Johnstone Devon L, Nguyen Thi-Tuyet-Mai, Murakami Yoshiko, Kernohan Kristin D, Tétreault Martine, Goldsmith Claire, Doja Asif, Wagner Justin D, Huang Lijia, Hartley Taila, St-Denis Anik, le Deist Françoise, Majewski Jacek, Bulman Dennis E, Kinoshita Taroh, Dyment David A, Boycott Kym M, Campeau Philippe M
Children's Hospital of Eastern Ontario Research Institute, University of Ottawa, Ottawa, Ontario K1H8L1, Canada.

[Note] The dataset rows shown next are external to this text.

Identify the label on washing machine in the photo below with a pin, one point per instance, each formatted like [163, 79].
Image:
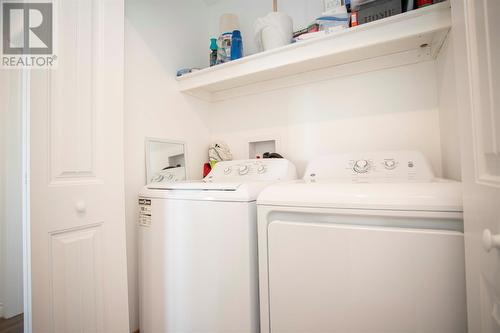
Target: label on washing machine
[144, 212]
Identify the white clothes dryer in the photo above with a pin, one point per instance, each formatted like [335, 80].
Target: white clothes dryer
[198, 249]
[368, 242]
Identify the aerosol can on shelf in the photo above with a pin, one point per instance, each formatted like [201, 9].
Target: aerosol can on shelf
[213, 51]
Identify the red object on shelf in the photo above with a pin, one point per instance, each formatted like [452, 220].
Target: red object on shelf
[206, 169]
[423, 3]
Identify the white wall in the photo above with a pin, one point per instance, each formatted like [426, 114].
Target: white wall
[448, 112]
[389, 109]
[11, 255]
[156, 35]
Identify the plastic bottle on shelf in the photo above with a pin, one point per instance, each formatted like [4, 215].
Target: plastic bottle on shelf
[236, 45]
[213, 51]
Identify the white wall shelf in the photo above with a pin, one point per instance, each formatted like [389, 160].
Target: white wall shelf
[403, 39]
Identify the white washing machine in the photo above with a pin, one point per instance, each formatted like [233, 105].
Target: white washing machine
[365, 243]
[198, 249]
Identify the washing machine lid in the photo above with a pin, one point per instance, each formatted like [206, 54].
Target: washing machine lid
[438, 196]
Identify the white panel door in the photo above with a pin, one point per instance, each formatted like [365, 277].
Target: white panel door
[79, 280]
[477, 42]
[345, 278]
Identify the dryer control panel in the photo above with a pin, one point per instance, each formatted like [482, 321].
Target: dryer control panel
[371, 167]
[253, 170]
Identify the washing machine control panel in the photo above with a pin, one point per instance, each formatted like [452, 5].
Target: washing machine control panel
[256, 169]
[390, 166]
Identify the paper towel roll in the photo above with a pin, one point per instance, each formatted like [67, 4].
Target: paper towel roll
[274, 30]
[228, 23]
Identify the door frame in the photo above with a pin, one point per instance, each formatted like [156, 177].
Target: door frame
[25, 95]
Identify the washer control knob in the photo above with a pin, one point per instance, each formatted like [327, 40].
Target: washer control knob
[361, 166]
[243, 170]
[390, 164]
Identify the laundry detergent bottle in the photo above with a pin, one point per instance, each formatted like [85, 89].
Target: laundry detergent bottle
[236, 45]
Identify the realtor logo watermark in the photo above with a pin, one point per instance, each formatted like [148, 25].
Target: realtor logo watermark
[27, 34]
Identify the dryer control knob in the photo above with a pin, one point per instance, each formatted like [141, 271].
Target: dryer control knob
[361, 166]
[390, 164]
[243, 170]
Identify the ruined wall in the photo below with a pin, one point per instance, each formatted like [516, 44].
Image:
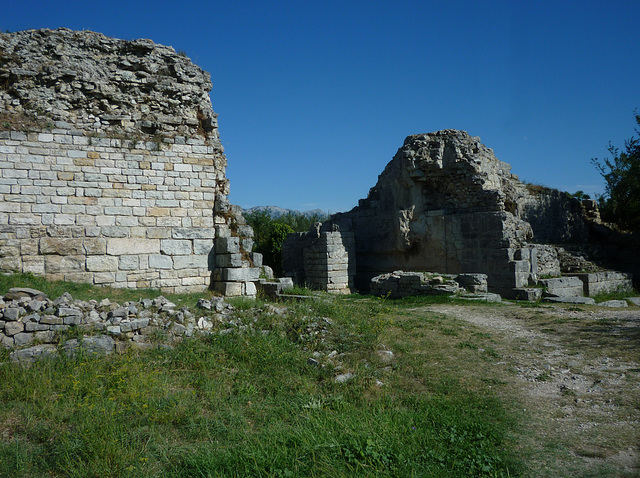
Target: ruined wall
[110, 162]
[442, 204]
[322, 258]
[446, 204]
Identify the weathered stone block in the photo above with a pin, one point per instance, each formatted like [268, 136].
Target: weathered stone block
[193, 261]
[13, 328]
[172, 247]
[102, 263]
[237, 274]
[228, 260]
[124, 246]
[227, 245]
[61, 246]
[229, 289]
[60, 264]
[157, 261]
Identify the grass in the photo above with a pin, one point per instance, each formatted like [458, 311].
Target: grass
[251, 403]
[620, 294]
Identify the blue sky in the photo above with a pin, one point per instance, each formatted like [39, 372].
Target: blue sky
[315, 98]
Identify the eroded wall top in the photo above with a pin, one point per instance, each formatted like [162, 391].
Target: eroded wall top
[103, 84]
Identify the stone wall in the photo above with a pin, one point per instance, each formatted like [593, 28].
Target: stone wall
[110, 162]
[321, 259]
[446, 204]
[441, 204]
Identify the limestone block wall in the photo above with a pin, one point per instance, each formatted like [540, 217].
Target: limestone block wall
[108, 211]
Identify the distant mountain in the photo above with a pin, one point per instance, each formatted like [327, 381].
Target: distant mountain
[275, 211]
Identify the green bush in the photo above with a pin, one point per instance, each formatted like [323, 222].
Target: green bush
[620, 203]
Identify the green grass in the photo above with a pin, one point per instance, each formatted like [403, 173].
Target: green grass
[616, 295]
[251, 404]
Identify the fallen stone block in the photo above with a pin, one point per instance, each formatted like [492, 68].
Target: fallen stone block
[34, 353]
[571, 300]
[613, 303]
[99, 345]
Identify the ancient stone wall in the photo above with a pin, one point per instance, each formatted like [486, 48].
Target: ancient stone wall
[446, 204]
[441, 205]
[110, 162]
[322, 259]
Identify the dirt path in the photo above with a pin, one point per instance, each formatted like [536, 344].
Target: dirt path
[578, 370]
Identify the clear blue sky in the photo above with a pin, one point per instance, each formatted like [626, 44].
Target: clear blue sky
[316, 97]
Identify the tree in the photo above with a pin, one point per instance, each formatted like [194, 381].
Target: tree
[620, 203]
[270, 232]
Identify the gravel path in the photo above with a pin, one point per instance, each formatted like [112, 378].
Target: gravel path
[579, 373]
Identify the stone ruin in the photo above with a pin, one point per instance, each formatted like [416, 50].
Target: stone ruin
[111, 167]
[112, 172]
[445, 204]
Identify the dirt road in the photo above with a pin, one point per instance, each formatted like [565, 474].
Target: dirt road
[577, 370]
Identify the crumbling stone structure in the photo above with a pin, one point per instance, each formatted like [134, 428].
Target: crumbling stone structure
[446, 204]
[111, 167]
[322, 259]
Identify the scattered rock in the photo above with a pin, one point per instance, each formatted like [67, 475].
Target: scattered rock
[345, 377]
[571, 300]
[614, 303]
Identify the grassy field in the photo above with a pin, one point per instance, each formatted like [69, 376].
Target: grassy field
[264, 401]
[252, 403]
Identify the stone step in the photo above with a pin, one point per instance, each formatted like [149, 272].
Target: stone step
[567, 286]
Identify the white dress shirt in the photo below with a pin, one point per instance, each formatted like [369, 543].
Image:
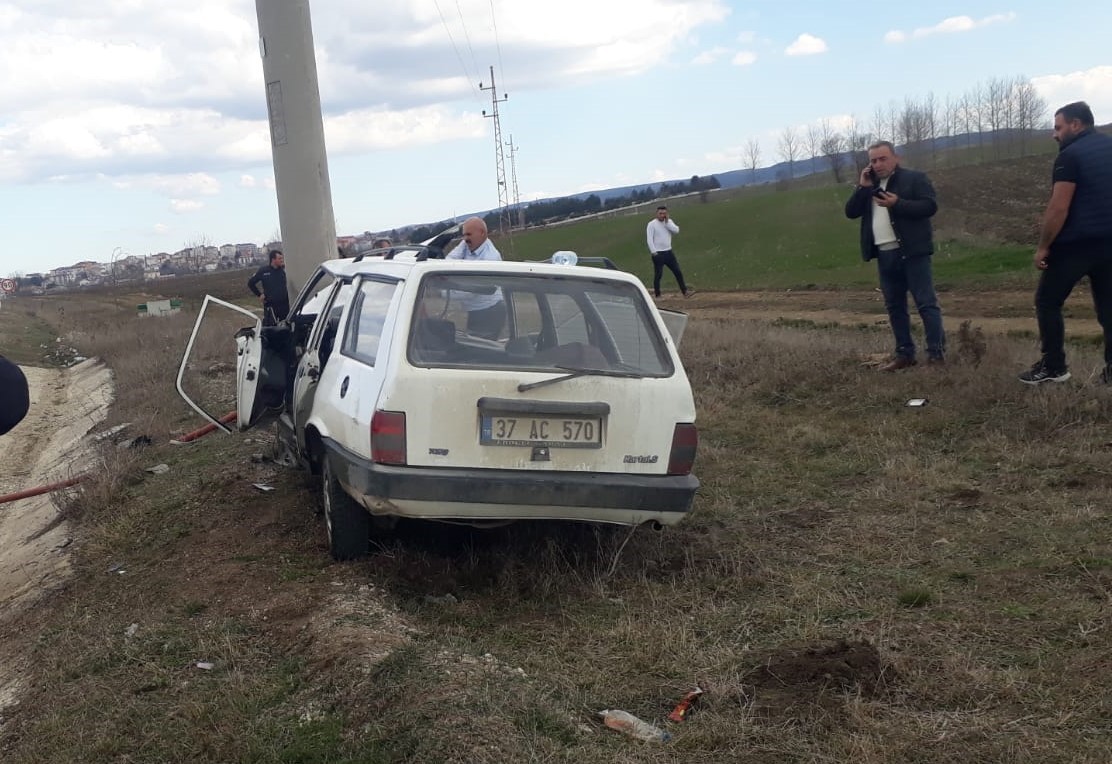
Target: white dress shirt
[658, 235]
[486, 251]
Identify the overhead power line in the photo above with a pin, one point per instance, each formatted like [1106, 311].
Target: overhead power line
[497, 45]
[467, 75]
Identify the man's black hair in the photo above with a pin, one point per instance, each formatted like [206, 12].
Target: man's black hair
[1076, 110]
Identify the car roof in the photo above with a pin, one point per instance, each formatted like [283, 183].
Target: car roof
[406, 265]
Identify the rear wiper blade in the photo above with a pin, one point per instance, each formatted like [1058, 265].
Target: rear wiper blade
[574, 371]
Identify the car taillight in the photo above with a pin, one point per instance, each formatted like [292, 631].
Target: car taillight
[684, 443]
[388, 437]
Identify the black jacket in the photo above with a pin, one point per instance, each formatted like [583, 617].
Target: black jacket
[911, 216]
[272, 281]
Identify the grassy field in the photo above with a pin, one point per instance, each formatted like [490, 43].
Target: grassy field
[775, 238]
[860, 579]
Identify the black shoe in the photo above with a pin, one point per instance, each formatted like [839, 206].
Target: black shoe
[1040, 373]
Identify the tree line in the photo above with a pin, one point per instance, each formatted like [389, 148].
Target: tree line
[995, 118]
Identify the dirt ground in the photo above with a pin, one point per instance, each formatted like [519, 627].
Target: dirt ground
[69, 404]
[46, 447]
[995, 311]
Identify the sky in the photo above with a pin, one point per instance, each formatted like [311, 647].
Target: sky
[131, 127]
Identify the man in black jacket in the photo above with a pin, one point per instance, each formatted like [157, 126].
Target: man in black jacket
[1075, 239]
[895, 207]
[274, 295]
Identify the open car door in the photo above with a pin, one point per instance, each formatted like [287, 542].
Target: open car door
[260, 368]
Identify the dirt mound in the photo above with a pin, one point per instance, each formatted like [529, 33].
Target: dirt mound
[797, 680]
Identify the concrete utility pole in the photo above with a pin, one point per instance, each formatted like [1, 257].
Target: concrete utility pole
[297, 137]
[499, 157]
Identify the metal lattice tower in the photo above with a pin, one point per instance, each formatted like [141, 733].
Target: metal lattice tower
[513, 172]
[499, 157]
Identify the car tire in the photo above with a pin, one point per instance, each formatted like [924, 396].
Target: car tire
[346, 522]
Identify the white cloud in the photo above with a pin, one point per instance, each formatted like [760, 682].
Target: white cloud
[186, 206]
[1093, 86]
[806, 45]
[950, 26]
[185, 185]
[710, 56]
[127, 88]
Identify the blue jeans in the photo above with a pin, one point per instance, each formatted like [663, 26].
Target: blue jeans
[899, 276]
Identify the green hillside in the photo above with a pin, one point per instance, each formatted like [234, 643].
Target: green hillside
[777, 237]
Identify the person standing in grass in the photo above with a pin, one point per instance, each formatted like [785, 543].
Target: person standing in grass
[659, 231]
[486, 314]
[1075, 239]
[895, 207]
[15, 396]
[275, 294]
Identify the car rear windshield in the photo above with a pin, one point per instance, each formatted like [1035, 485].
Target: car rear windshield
[537, 321]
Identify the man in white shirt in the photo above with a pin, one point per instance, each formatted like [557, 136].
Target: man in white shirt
[485, 313]
[658, 235]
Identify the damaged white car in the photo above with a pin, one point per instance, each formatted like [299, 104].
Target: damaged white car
[567, 403]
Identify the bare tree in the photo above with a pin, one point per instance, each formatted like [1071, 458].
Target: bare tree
[856, 141]
[833, 147]
[788, 148]
[1031, 110]
[753, 158]
[813, 138]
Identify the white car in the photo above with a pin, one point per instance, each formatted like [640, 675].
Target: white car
[576, 408]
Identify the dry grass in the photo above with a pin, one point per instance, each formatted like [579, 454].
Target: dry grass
[860, 581]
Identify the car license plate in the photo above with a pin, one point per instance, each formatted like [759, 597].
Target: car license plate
[556, 432]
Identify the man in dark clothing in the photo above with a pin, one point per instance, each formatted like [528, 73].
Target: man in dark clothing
[1075, 239]
[15, 397]
[275, 296]
[895, 207]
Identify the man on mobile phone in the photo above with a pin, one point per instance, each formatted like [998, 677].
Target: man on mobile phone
[895, 207]
[658, 234]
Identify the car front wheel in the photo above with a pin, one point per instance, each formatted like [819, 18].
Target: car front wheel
[347, 523]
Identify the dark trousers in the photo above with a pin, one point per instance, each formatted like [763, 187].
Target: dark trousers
[487, 323]
[1065, 267]
[899, 276]
[662, 260]
[274, 313]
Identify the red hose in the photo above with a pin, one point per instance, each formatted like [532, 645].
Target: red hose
[40, 489]
[227, 418]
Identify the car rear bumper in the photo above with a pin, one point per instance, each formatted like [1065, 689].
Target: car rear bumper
[508, 494]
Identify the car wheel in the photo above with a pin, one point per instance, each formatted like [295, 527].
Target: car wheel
[348, 524]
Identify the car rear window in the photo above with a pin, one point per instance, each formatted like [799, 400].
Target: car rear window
[535, 321]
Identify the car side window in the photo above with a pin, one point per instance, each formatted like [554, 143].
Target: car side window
[571, 324]
[368, 317]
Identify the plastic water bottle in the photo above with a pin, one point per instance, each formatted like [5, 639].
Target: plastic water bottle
[633, 726]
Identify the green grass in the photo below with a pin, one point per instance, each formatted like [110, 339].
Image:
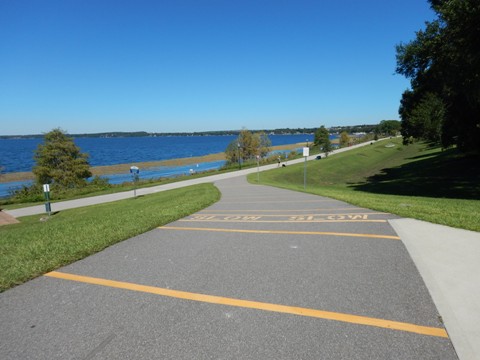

Research Center, CHU Sainte-Justine, University of Montreal, Montreal, Quebec H3T1C5, Canada.
Hum Mol Genet. 2017 May 1;26(9):1706-1715. doi: 10.1093/hmg/ddx077.
There are over 150 known human proteins which are tethered to the cell surface via glycosylphosphatidylinositol (GPI) anchors. These proteins play a variety of important roles in development, and particularly in neurogenesis. Not surprisingly, mutations in the GPI anchor biosynthesis and remodeling pathway cause a number of developmental disorders. This group of conditions has been termed inherited GPI deficiencies (IGDs), a subgroup of congenital disorders of glycosylation; they present with variable phenotypes, often including seizures, hypotonia and intellectual disability. Here, we report two siblings with compound heterozygous variants in the gene phosphatidylinositol glycan anchor biosynthesis, class P (PIGP) (NM_153681.2: c.74T > C;p.Met25Thr and c.456delA;p.Glu153AsnFs*34). PIGP encodes a subunit of the enzyme that catalyzes the first step of GPI anchor biosynthesis. Both children presented with early-onset refractory seizures, hypotonia, and profound global developmental delay, reminiscent of other IGD phenotypes. Functional studies with patient cells showed reduced PIGP mRNA levels, and an associated reduction of GPI-anchored cell surface proteins, which was rescued by exogenous expression of wild-type PIGP. This work associates mutations in the PIGP gene with a novel autosomal recessive IGD, and expands our knowledge of the role of PIG genes in human development.
已知有超过150种人类蛋白质通过糖基磷脂酰肌醇(GPI)锚定在细胞表面。这些蛋白质在发育过程中发挥着多种重要作用,尤其是在神经发生过程中。毫不奇怪,GPI锚生物合成和重塑途径中的突变会导致多种发育障碍。这组病症被称为遗传性GPI缺陷(IGD),是先天性糖基化障碍的一个亚组;它们表现出多种不同的表型,通常包括癫痫发作、肌张力减退和智力残疾。在此,我们报告了两名患有磷脂酰肌醇聚糖锚生物合成P类(PIGP)基因(NM_153681.2:c.74T>C;p.Met25Thr和c.456delA;p.Glu153AsnFs*34)复合杂合变异的兄弟姐妹。PIGP编码催化GPI锚生物合成第一步的酶的一个亚基。两个孩子均表现出早发性难治性癫痫发作、肌张力减退和严重的全面发育迟缓,这让人联想到其他IGD表型。对患者细胞进行的功能研究显示PIGP mRNA水平降低,以及与之相关的GPI锚定细胞表面蛋白减少,而野生型PIGP的外源性表达可挽救这种情况。这项工作将PIGP基因突变与一种新型常染色体隐性IGD联系起来,并扩展了我们对PIG基因在人类发育中作用的认识。